Bewerkstelligt wird dieser Prozeß von einem Farbpigment mit der Bezeichnung Bacteriorhodopsin, das in der Zellmembran tiefroter Bakterien vorkommt. 1965, damals noch an der New Yorker Rockefeller University, hatte Stoeckenius die eiweißhaltigen Pigmente in so gefärbten Mini-Lebewesen namens Halobacterium halobium entdeckt, die sich mit Vorliebe in stark salzhaltigem Wasser wie etwa dem des Toten Meeres tummeln.

Zwar sind die lichtverwandelnden Fähigkeiten des spiralfederförmigen Bakterien-Pigments nicht einmal halb so stark wie die des Chlorophyll. Anders aber als das Blattgrün, so erläuterte Stoeckenius, könne es dank seiner größeren chemischen Stabilität einschließlich der Zellmembran leicht extrahiert und »in jedem anderen Medium aktiv« werden.

Welche Bedeutung die amerikanische Weltraumbehörde gerade diesem Umstand beimißt, machten Nasa-Experten auf der Pressekonferenz in San Francisco deutlich. Stoeckenius' Entdeckung -- das Farbpigment kommt als sogenannter Sehpurpur in fast identischer Struktur auch im menschlichen Auge vor und verleiht auch Bücklingen deren charakteristische Farbe -- eröffne »neue Anwendungsmöglichkeiten« in Medizin und Landwirtschaft und biete sich womöglich gar zur »Nutzbarmachung von Sonnenenergie« an. Auch »neuartige Industrieverfahren«, etwa zur Meerwasserentsalzung, rückten dadurch in den Bereich des Möglichen.

In einem photochemischen Zyklus mit mindestens fünf Zwischenstufen, so fanden Dr. Stoeckenius und ein Team vom Ames Research Center der Nasa, nutzt das Bacteriorhodopsin in der Membran der Salzlake-Bakterien das Sonnenlicht zur Energiegewinnung. Fällt Licht ein, lösen die Moleküle des Pigments Elementarteilchen mit positiver Ladung -- Protonen -- aus dem Bakterienkern heraus und transportieren sie durch die Membran nach außen. Jedes Molekül, so errechnete Stoeckenius, bewegt auf diese Weise 250 Protonen pro Sekunde.

Den daraufhin entstehenden Spannungsunterschied -- als Folge des Protonentransports entsteht eine negative Ladung an der Innenseite der Membran -- nutzt das Pigment in einer späteren Stufe zur Produktion einer Substanz, die auch im Muskelfleisch von Tier und Mensch vorhanden ist: Adenosintriphosphat (chemisches Kürzel: ATP), das als Energiespeicher agiert und obendrein bei der Eiweißsynthese eine Rolle spielt.

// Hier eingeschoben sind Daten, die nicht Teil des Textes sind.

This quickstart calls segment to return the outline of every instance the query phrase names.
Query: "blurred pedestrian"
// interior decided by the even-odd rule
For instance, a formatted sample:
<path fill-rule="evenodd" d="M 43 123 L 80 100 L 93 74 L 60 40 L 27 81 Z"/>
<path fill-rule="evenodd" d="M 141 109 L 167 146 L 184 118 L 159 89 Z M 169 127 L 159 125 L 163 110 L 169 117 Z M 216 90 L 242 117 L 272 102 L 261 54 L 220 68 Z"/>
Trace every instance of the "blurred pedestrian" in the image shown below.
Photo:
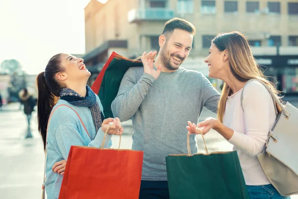
<path fill-rule="evenodd" d="M 24 112 L 27 116 L 28 128 L 30 129 L 30 122 L 32 113 L 34 110 L 36 103 L 32 95 L 28 92 L 26 88 L 22 89 L 19 93 L 19 97 L 21 103 L 24 105 Z"/>

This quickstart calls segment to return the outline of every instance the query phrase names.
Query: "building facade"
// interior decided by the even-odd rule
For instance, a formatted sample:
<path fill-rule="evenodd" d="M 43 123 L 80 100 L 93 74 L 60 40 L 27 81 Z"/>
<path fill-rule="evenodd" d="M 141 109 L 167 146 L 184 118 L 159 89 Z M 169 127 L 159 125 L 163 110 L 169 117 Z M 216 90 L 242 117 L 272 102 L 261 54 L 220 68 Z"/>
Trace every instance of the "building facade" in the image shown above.
<path fill-rule="evenodd" d="M 92 73 L 90 84 L 113 51 L 134 58 L 158 51 L 164 23 L 178 17 L 197 29 L 185 68 L 208 76 L 204 59 L 210 40 L 219 33 L 238 30 L 247 36 L 258 63 L 268 67 L 265 74 L 277 78 L 282 90 L 292 88 L 298 94 L 298 0 L 91 0 L 84 11 L 83 58 Z M 292 61 L 264 64 L 264 58 L 273 62 L 276 56 Z M 219 88 L 220 81 L 211 80 Z"/>

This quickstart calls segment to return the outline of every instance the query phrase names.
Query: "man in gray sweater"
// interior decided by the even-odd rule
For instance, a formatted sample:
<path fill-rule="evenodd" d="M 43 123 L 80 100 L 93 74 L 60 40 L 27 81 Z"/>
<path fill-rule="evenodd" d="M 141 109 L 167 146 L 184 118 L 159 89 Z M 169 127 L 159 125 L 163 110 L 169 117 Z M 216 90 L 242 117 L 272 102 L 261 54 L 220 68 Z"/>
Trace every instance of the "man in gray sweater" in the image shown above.
<path fill-rule="evenodd" d="M 132 149 L 144 152 L 140 199 L 169 198 L 165 157 L 187 154 L 187 121 L 198 121 L 204 106 L 217 112 L 220 95 L 210 82 L 201 73 L 180 67 L 195 33 L 188 21 L 168 21 L 155 62 L 144 52 L 144 67 L 127 71 L 112 103 L 115 117 L 132 119 Z M 192 153 L 197 152 L 195 136 L 191 135 Z"/>

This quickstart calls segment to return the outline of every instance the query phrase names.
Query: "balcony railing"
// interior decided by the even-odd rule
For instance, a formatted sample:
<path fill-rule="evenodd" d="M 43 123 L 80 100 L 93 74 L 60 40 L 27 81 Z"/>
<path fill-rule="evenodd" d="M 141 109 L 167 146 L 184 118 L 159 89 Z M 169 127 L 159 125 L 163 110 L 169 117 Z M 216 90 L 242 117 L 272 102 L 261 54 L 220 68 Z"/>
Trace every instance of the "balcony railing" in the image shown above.
<path fill-rule="evenodd" d="M 167 8 L 147 8 L 132 9 L 128 13 L 127 18 L 130 23 L 143 20 L 166 20 L 175 16 L 173 10 Z"/>

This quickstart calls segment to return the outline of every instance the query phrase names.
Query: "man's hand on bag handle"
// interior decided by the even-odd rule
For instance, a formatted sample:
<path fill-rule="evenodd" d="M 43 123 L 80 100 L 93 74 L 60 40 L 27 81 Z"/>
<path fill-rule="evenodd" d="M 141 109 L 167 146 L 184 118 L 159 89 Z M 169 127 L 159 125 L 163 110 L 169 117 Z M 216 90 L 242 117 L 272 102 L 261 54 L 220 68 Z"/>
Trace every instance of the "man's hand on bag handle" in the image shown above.
<path fill-rule="evenodd" d="M 160 72 L 161 72 L 162 67 L 161 65 L 159 64 L 157 66 L 157 70 L 156 71 L 153 68 L 153 61 L 154 61 L 154 58 L 151 57 L 155 57 L 156 53 L 156 51 L 154 51 L 154 52 L 151 51 L 149 53 L 146 54 L 146 52 L 144 52 L 141 58 L 144 67 L 144 73 L 151 75 L 155 80 L 157 80 L 159 76 Z M 149 56 L 151 57 L 147 57 L 146 56 Z"/>
<path fill-rule="evenodd" d="M 121 126 L 121 122 L 118 117 L 108 118 L 104 119 L 101 124 L 101 130 L 105 132 L 109 126 L 111 127 L 107 133 L 108 134 L 122 135 L 123 133 L 123 127 Z"/>
<path fill-rule="evenodd" d="M 62 175 L 64 174 L 66 167 L 66 161 L 63 160 L 55 163 L 52 168 L 52 170 L 54 173 L 57 173 L 58 174 Z"/>

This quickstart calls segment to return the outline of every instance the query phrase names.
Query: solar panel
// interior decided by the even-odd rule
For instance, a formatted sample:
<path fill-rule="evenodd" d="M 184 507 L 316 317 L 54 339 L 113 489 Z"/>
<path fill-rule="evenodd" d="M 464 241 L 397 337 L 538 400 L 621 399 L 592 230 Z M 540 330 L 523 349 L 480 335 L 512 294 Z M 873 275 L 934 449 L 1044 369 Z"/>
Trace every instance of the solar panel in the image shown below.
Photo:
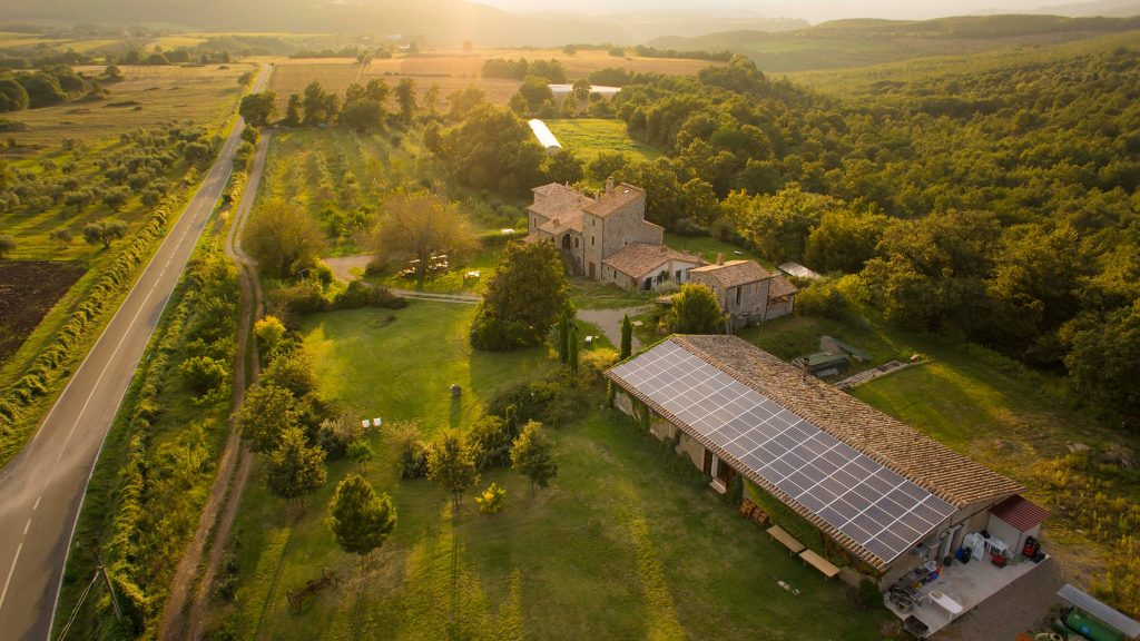
<path fill-rule="evenodd" d="M 673 341 L 611 375 L 889 563 L 954 508 Z"/>

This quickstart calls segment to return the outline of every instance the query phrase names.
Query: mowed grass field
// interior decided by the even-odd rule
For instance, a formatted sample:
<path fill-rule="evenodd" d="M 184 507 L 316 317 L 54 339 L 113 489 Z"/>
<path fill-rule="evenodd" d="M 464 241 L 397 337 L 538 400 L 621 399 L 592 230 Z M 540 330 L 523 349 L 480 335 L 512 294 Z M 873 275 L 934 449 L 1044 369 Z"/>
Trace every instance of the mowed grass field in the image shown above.
<path fill-rule="evenodd" d="M 630 161 L 650 161 L 661 155 L 626 133 L 626 123 L 617 119 L 581 117 L 544 120 L 562 148 L 589 162 L 602 153 L 621 153 Z"/>
<path fill-rule="evenodd" d="M 320 81 L 325 89 L 343 94 L 344 89 L 353 82 L 365 84 L 374 78 L 381 78 L 394 87 L 401 79 L 409 78 L 415 81 L 420 91 L 432 84 L 438 84 L 440 96 L 443 98 L 443 108 L 447 108 L 448 94 L 466 89 L 472 84 L 482 89 L 492 103 L 506 105 L 521 82 L 502 78 L 482 78 L 480 71 L 489 58 L 518 59 L 520 57 L 528 60 L 556 59 L 567 67 L 567 75 L 571 82 L 587 76 L 591 72 L 606 67 L 624 67 L 640 73 L 694 75 L 709 65 L 723 64 L 675 58 L 619 58 L 601 50 L 584 50 L 575 56 L 568 56 L 561 49 L 475 49 L 473 51 L 448 49 L 374 59 L 363 68 L 353 58 L 277 58 L 274 60 L 277 71 L 274 73 L 269 88 L 278 94 L 280 107 L 284 108 L 284 100 L 290 94 L 300 94 L 314 80 Z"/>
<path fill-rule="evenodd" d="M 1025 486 L 1026 497 L 1053 512 L 1043 541 L 1068 578 L 1088 587 L 1102 577 L 1106 567 L 1121 561 L 1110 545 L 1096 538 L 1102 526 L 1093 526 L 1073 508 L 1058 505 L 1073 505 L 1066 485 L 1092 484 L 1102 496 L 1094 502 L 1086 497 L 1083 508 L 1115 521 L 1109 514 L 1125 513 L 1140 502 L 1140 476 L 1135 470 L 1092 465 L 1067 472 L 1069 482 L 1056 485 L 1053 470 L 1068 455 L 1070 444 L 1086 445 L 1093 453 L 1115 448 L 1138 452 L 1140 438 L 1074 409 L 1060 396 L 1059 380 L 1026 372 L 980 350 L 963 351 L 876 320 L 836 322 L 797 315 L 744 330 L 741 335 L 784 360 L 817 351 L 821 335 L 836 336 L 871 354 L 870 362 L 844 375 L 922 355 L 923 364 L 876 379 L 852 395 Z M 1107 502 L 1117 504 L 1109 506 Z"/>
<path fill-rule="evenodd" d="M 580 421 L 547 429 L 560 469 L 534 497 L 510 470 L 483 473 L 479 489 L 495 481 L 507 492 L 497 516 L 480 514 L 471 493 L 453 513 L 446 490 L 400 480 L 394 421 L 422 417 L 425 437 L 465 430 L 494 390 L 553 367 L 546 350 L 472 352 L 472 314 L 414 301 L 307 319 L 304 347 L 323 391 L 385 417 L 369 437 L 378 455 L 365 476 L 391 494 L 399 522 L 361 571 L 324 524 L 333 488 L 356 465 L 334 463 L 303 512 L 251 482 L 236 534 L 236 600 L 213 609 L 235 638 L 879 638 L 883 611 L 856 610 L 841 583 L 789 557 L 616 412 L 583 407 Z M 453 382 L 464 386 L 456 405 Z M 291 608 L 286 591 L 324 568 L 339 585 Z"/>
<path fill-rule="evenodd" d="M 88 74 L 103 70 L 79 68 Z M 172 120 L 219 128 L 237 111 L 243 90 L 238 76 L 256 67 L 231 63 L 202 67 L 120 66 L 120 70 L 124 80 L 105 83 L 109 94 L 104 100 L 5 114 L 6 119 L 28 127 L 27 131 L 14 131 L 6 138 L 15 138 L 21 145 L 57 148 L 64 138 L 95 145 L 113 140 L 123 131 Z M 112 106 L 114 103 L 130 104 Z"/>

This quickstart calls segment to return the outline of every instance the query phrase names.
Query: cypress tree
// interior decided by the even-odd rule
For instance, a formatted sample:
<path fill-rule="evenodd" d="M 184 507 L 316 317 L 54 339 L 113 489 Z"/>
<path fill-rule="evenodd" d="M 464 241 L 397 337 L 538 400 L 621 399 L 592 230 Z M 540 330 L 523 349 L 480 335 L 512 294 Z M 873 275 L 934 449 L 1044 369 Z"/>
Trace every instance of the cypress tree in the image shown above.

Während Zellbiologe Stoeckenius, eher bescheiden, mit dem neugewonnenen Wissensstand vor allem »neue, grundlegende Zellfunktionen zu entdecken« hofft, suchen Nasa-Kollegen die Protonen-Pumpe mit Lichtantrieb und Energiespeicher schon in die Praxis umzusetzen.

Das Modell einer photoelektrischen Pigment-Zelle zur Gewinnung von Sonnenenergie ist schon gebaut, und auch die Installation großer Meerwasserentsalzungsanlagen, in denen Halobacterium halobium die Energie bereitstellt, wird angesichts schwindender Trinkwasserreserven bereits erwogen.